My comment was a joke, idiot. I don't take Ayn Rand or you goofy libertarians seriously.
Eh, the last paragraph was meant to be edited out of that comment, so, once again, never mind....
i thought it was a good paragraph.
The answer is roughly:
Ayn Rand Waqkht OR
Any Rand Ki Bari
Rand has the best chance of being recongnized in countries whose native language is not English.
I see what you did there.
What the fuck is that supposed to mean? Her books are better in translation? Do you speak another language, Edward?
Also, India doesn't have a "native language", it has about 400. Dumbass.
Of which English is one of the most common.
Rand's native language was Russian. That she wrote more concisely than most native-English-speakers is telling. She understood that words are concepts, and concepts are paramount.
I like Rand, for all her poor writing, some of her monologues end up expressing individualistic ideas quite beautifully.
However, I don't think she really ended up saying all that much more than Kant.
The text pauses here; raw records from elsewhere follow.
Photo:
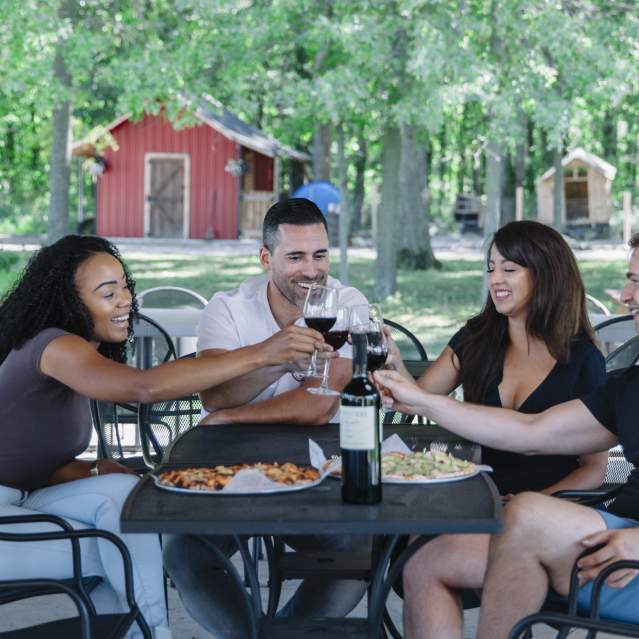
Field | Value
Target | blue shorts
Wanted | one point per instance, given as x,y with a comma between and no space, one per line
620,604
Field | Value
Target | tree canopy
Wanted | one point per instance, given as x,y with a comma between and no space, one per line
468,96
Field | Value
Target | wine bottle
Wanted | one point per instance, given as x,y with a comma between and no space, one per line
359,432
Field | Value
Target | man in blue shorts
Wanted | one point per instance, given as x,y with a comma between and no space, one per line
543,536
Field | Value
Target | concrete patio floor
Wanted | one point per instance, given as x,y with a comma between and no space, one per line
29,612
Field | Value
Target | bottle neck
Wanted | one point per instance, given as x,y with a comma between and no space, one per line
360,354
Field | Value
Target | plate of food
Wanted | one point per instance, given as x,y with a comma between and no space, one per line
239,479
428,467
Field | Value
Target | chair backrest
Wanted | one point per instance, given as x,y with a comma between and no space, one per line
624,356
170,297
618,469
412,349
613,332
593,305
160,423
87,624
116,423
409,345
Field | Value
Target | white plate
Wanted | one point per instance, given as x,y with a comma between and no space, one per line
229,493
480,468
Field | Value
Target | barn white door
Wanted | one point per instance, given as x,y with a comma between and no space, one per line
166,195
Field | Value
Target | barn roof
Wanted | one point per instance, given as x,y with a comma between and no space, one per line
606,169
214,114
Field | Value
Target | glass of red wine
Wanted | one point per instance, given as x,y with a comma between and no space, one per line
377,344
336,336
320,313
370,316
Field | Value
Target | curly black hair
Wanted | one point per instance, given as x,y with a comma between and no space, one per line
45,296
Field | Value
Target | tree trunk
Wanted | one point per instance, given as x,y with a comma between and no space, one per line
344,208
386,264
322,152
414,249
357,218
295,174
558,189
494,161
507,197
60,154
Say what you want about the characters, yes, they can be somewhat flat.
But I really think that anyone who complains about Rand's use or grasp or skill with the English langauge probably hasn't read many other Russian authors.
To me, Rand's style isn't all that different from the ones used in Anna Karenina or Crime & Punishment. Its uniquely Russian way of writing. If you've never read any russian lit, you probably just think its Rand's poor use of the langauge, without realizing that she actually just sounds "Russian."
I wonder which books are they citing as helping them succeed, "Atlas Shrugged" and "The Fountainhead" or "The Virtue of Selfishness" and "Capitalism: The Unknown Ideal". People always seem to fixate on the former while the latter are more pragmatically useful. If you found "Atlas" a chore and really want to bend your mind try "Introduction to Objectivist Epistemology"
Ugh. "Introduction to Objectivist Epistemology" and her writings on aesthetics are where she really strays into "I am a great philosopher who shall now amaze you with a brilliant theory of everything" hubris.
I was perhaps one of the early adopters of Objectivism in India, way back in 2002. However, the image that this article attempts to convey, of India turning into a zealous capitalist Objectivist State is balderdash. The last Central Government (2004-2009) was seriously crippled due to Marxist style coalition partners, and even the current one has come to power on the basis of espousing unabashed socialist measures for the 'aam aadmi' (Common Man).
Preity Zinta is a fading Bollywood star, and Bhaichung Bhutia is the mascot of football in India, a sport which few care for in the country as compared to Cricket, the national obsession.